And I couldn't say any of that out loud.

Tentatively, I told him, “The timing just isn't right. Maybe we can talk about it after this tour's over. It's only a few more months.”

His jaw tightened, tensed. “Fine. I suppose. I just wish we didn't have to do everything your way.”

“We don't have to.”

“Yes, we do,” he said. “I have suggestions, I make recommendations, but we always end up squarely where you want to be.”

“And is it so bad?”

“No, darling. I'm happy,” he said, and he sounded like he meant it, or was trying to. “But I think sometimes we could be happy if I got my way too. It would just be different.”

“I'm not ready for different.”

“All right.”

“Can't we just keep things the way they are? For now?”

“Including your new trick, I suppose.”

I said, “Yes. I'm not going to back down on that, I think you know.”

“I was afraid you'd say that too.”

“And it's not a trick.”

“Let's go to sleep.”

***

The fame of the Halved Man grew. Some audience members were still shocked by the boldness of it, but more and more of them bought tickets because of, not in spite of, the illusion. We got more coverage in the papers, higher billing on the posters, more attention in every regard. Even the people who hated it couldn't stop talking about it. They might even have been talking the loudest. And for every minister or temperance crusader who complained that the Halved Man was a travesty and a sacrilege, there were two or three more citizens who wanted a front-row seat for the hubbub.

To stoke the flames, I decided to make the illusion even more shocking. I did so with the help of our prop assistant who had staged dozens of battles at a Shakespearean theater in Philadelphia and knew all there was to know about fake blood. Eagerly we worked out the best position and the best moment. At the next performance, the blade of the saw pierced a thin membrane, and bright red blood seemed to pour from the severed body, completing the illusion that a man was dying right onstage in front of the audience's wide, hungry eyes.

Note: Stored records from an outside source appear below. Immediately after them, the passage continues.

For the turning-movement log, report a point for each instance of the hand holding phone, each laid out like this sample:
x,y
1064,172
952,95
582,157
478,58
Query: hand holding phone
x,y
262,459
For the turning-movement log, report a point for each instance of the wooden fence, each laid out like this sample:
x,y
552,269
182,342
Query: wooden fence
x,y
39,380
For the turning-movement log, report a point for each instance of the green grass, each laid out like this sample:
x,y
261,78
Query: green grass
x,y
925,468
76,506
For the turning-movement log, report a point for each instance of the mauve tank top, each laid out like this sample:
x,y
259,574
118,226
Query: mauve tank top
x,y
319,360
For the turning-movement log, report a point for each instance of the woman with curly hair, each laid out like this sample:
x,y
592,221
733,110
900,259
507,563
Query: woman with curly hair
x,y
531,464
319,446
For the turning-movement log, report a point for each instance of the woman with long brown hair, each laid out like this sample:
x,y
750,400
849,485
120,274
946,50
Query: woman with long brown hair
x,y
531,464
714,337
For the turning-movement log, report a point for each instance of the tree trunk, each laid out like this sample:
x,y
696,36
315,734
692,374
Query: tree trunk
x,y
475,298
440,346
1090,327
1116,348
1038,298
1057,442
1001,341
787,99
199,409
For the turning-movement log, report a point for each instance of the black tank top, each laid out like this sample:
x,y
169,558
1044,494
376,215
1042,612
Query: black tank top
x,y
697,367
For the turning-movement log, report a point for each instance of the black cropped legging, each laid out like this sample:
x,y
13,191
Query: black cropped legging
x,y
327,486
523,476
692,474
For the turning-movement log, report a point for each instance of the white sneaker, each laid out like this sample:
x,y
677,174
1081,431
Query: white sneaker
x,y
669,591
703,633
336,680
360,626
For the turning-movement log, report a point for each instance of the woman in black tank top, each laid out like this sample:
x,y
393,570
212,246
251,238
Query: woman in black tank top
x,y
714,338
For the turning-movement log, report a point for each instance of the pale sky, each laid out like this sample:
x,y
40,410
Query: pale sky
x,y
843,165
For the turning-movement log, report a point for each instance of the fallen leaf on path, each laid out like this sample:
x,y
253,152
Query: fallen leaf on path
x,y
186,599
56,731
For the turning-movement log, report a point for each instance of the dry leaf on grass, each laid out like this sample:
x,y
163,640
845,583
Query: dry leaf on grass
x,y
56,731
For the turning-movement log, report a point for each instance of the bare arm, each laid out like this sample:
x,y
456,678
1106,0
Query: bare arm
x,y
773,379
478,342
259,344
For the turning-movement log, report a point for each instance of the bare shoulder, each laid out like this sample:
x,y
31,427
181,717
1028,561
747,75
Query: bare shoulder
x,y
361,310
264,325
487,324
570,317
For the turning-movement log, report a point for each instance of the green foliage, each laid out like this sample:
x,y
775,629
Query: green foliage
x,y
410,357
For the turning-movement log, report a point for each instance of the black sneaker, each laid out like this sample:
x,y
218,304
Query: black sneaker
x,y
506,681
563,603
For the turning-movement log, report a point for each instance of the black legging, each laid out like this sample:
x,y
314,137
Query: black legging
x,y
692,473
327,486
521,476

And as dark and disturbing as the Halved Man seemed to the world, it made me happy. It made me regain my joy in performing. The fear that had crept back into my life was banished. I could enjoy the applause again, revel in the audience's amazement. When I bowed low and heaved the blade of the saw through the cabinet, I was fully the Amazing Arden, without even a trace of the Ada I had been. Afterward, once I had shown them I had full dominion over life and death, I raised my arms and drank in their admiration. I'll admit I enjoyed the power. I think anyone would. Suddenly I was an overnight success, half a dozen years in the making.

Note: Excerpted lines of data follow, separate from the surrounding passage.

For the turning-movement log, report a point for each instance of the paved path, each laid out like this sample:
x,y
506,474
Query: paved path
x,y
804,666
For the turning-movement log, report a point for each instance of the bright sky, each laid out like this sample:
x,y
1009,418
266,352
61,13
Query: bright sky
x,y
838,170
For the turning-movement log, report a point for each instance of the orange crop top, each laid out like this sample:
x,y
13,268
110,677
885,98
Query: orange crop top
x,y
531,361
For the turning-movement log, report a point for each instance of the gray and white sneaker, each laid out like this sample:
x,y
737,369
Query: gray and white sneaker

I even got a card from Adelaide. She didn't sign it. She didn't need to. She only wrote, “
Well
done. —A.
” and I knew I had finally brought myself up to her standard. She was, at last, truly proud of me. That gave me a warm thrill of satisfaction I sorely needed while the other person I most cherished was deserting me inch by inch. Seething. Pulling away.

***

In New Haven, Clyde and I finally had the fight we'd been spoiling to have for weeks. He'd signed me up for a very close-in circuit, New York and Connecticut and New Jersey only, never more than a three-hour train from New York City. The show was starting to command high prices, the kind of numbers that had seemed out of reach when we conceived our plan, what seemed like a lifetime ago. He wanted to make the particular people who ran this circuit happy, for business reasons. It was a favor to them. It was also easier on me. I didn't ask him which reason weighed heavier.

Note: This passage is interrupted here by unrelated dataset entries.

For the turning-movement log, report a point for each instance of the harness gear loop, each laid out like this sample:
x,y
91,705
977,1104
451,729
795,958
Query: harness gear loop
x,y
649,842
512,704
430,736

Clyde was preoccupied with business in New York, and he didn't say exactly what, but I was fairly certain I knew. He was talking with investors who might help him build the Carolina Rose. If he built the theater, it would be time to bring me back to New York as we'd agreed. If I became his headliner under exclusive contract, the act would still be mine in name but his behind the scenes. He had swallowed his pride for the time being, because I was so inflexible about the Halved Man, but I knew he wasn't truly at peace. He went along because he had to. There was a distance about him, a tension in his muscles. We made love as usual, and his motions were the usual motions, but he didn't look into my eyes, and I knew exactly what that meant. He hadn't forgiven me.

What made it even more evident was the mark he made in my book. While paging through my copy of
As
You
Like
It
, I found that he'd turned down the corner on a single page and underlined a short passage with a few sharp strokes of the pen. I expected it to be the line about fleeting the time carelessly, but it was another mention of Arden:

Ay, now am I in Arden; the more fool I; when I was at home, I was in a better place: but travelers must be content.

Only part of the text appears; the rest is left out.